Dice Kathrin, hija de españoles y con casi toda la familia en la fábrica: “Con la inflación, con la crisis en Europa, con la guerra... pues no te compras un coche por 30.000 euros si puedes comprarlo por 15.000″. Ella nunca se compraría uno que no fuese VW —en Wolfsburgo el 90% de coches que se ven son de esa marca— pero entiende a quienes lo hacen.
“No hay ciudad más ligada a Volkswagen que Wolfsburgo”, cuenta en su despacho el alcalde, Dennis Weilmann. “La ciudad existe desde que existe Volkswagen. Y nos beneficiamos de Volkwsagen, pero sin duda también nos afectan especialmente situaciones como la que vivimos actualmente”. El padre de Weilmann trabajó en VW, y sus abuelos. Para él la fábrica, la imponente fábrica con sus chimeneas que domina el paisaje, es algo íntimo. Aquí todo avanza al ritmo de VW: desde la vida privada al club de fútbol. Sin Wolfsburgo no se entiende VW; sin VW no existe Wolfsburgo, una de esas ciudades que dependen de una industria. Como Detroit, ejemplo de cómo el declive de un sector, el automóvil, puede devastar una ciudad.
Cuando se le pregunta al alcalde si contempla un escenario Detroit, zanja: “No, no. No puede compararse. Juntos en Wolfsburgo —Volkswagen y la sociedad local— hemos superado muchas crisis. Y Volkswagen es una empresa estable que construye automóviles excelentes. Por eso, como empresa, no me causa preocupación.

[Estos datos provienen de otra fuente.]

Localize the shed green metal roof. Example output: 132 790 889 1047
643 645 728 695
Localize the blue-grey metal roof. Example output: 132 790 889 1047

De lo que se trata es de que se invierta en el futuro”. Y añade: “Wolfsburg es y seguirá siendo el corazón y la sede de Volkswagen S.A. también en el futuro.”
“Luchamos porque no se cierre ninguna fábrica”, afirma Steffen Schmidt, de IG-Metall, en un pasillo del estadio de fútbol donde, en una sala de reuniones, está a punto de empezar una ronda de la negociación salarial. Schmidt no quiere pronunciar Detroit, palabra maldita, pero dice: “Si especulásemos con lo que ocurriría si VW cerrase, no estaríamos lejos de ello.”
Wolfsburg está lejos de ser Detroit, y Alemania —la solidez, pese a todo, de su industria, y su robusto estado del bienestar— de EE UU. “A mí me da más miedo la guerra en Ucrania que Volkswagen”, dice un hombre en la Puerta 17. Otros, cuando el periodista aborda con ellos crisis, preguntan también por las noticias de las inundaciones en Valencia. “Hasta que se hunda un barco tan grande como Volkswagen, pasará tiempo”, dice la española Kathrin. “Esto te da seguridad.”
“La gente está un poco deprimida, tienen miedo a quedarse sin trabajo”, dice Bruno, nacido en Calabria, extrabajador de VW y patrón de la tasca Tunnel-Schänke. Él se define como “un médico, un abogado, un barman, un papá, un hermano” para los clientes, menos ahora que en tiempos de bonanza. Podría añadir también que tiene algo de cura, o de pastor como Dirk Wagner. “La gente aquí se lamenta”, dice, “y llora.”